The philia fog

The colours of Autumn are perhaps the envy of every other season: rust-orange aflame, crimson deep enough to swallow the light of a thousand suns, the trace of transition from the tip of the leaf to the bough. It is no surprise that at this time our unspoken connection with the natural world envelopes us most strongly. Even the sedentarily committed are drawn to walk, to kick through the heaped flags of summer. No wonder, then, that such feelings are talked of in terms of love – to be precise, in one of the four forms of love described by the ancient Greeks, ‘philia’ sharing a cuddle with eros, agape and storge. The term ‘biophilia’ was gifted us by the social scientist Erich Fromm (1900-1980), in an addendum to one of his major works describing it as ‘love for humanity and nature’. Of course, right now it is the latest incarnation of the grail being relentlessly and competitively pursued by the workplace community in the cause of wellbeing.

For a moment, a word on the word. Aristotle believed that philia implied mutuality, and denied that it could be given to inanimate objects. He considered that philia is a necessary, noble and affectionate friendship, where ‘the friend is also fond of us’. I’ve put quite a few plants in buildings and been taken by their beauty and contribution, but never considered that they might have felt the same way about me. If only I had known. That said the usage and meaning of words changes over time, and expressions are sought for new, dormant or subconscious ideas.

Which leads us to the pathology. When we consider how those in lab coats understand philia, we begin to encroach upon the idea of morbid fondness and obsessive love. This is not a historical understanding, it’s very much in the present. Even the Oxford English Dictionary describes a philia as an ‘abnormal love for a specified thing’. For this reason the word has never sat easily, irrespective of Erich’s gift and its uptake by many since. We have adopted it, a little like a porcupine adopting a pineapple.

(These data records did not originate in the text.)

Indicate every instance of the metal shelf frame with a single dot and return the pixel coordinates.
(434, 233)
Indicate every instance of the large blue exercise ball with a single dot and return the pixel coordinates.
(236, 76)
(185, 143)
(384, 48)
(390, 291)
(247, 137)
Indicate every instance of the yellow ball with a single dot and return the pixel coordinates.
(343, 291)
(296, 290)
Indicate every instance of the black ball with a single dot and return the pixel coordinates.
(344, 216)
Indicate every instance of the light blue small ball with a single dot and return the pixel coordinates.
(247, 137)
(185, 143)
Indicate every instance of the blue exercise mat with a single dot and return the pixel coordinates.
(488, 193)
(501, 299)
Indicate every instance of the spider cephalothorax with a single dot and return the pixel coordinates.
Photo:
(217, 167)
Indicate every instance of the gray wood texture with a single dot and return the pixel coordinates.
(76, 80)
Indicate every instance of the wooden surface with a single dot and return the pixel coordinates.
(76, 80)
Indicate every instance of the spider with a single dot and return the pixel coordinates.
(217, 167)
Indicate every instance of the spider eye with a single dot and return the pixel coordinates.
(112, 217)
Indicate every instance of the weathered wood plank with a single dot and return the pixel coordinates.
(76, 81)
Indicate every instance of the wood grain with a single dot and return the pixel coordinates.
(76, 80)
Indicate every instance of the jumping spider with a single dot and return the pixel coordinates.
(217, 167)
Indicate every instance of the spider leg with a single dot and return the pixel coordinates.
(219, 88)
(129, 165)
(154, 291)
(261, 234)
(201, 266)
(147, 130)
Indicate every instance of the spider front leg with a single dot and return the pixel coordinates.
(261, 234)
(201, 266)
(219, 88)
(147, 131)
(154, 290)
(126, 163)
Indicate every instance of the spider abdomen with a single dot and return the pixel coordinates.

While the race to the printers is on, with just about every research body known or recently formed for the purpose up and at ’em for the right to wear flowers in their hair, perhaps we ought to take a moment to consider what it actually means. Setting aside the misleading surveys and statistics, in workplace terms it is essentially three things – natural daylight, planting and natural phenomena (including the use of natural materials), and views of the second when they are positioned external to the space by virtue of fenestration to allow the penetration of the first. Those who decry simplification will inevitably call a walk in the woods ‘forest bathing’, but that’s essentially what the current furore is all about.

Of course while this is nothing new, much of the wisdom and practice pre-dating the keeping of written records, we have somehow simply lost touch with it, forgotten that allowing daylight into a building for the benefit of as many occupants as possible is vital (even if they do spend all day with their nose pressed against a screen), that internal planting brings colour, life and energy to a space, that natural materials bring warmth and calm, and that views from inside to external natural settings provide an inspiring and stress-relieving reminder that we used to all live outside for most of the time once. The most important of all of these, and one twelfth of the #elementalworkplace, is natural daylight. The others need to be managed as best they can be. There aren’t many views of migrating caribou in Broadgate.

My plea to the workplace industry is a simple one. We need reminding of our innate connection with nature and the importance of considering it in architecture and workplace design. Some are already doing so in interesting ways. Please don’t make this another game of one-up-person-ship, another clarion-call for clipboard wielding assessors, another overplayed overhyped and over-researched idea that ends up eating itself, like the rest that went before. People need light, need nature, need connection, they don’t need jasmine growing up through their keyboard because it’s the only chance of recognition. We can call it natural design and lose the uncomfortable Frommism. The re-connection with nature should be like an Autumn walk for someone who rarely walks – a most beautiful, gentle, personal discovery. We have a fantastic opportunity to make this possible. Why am I terrified?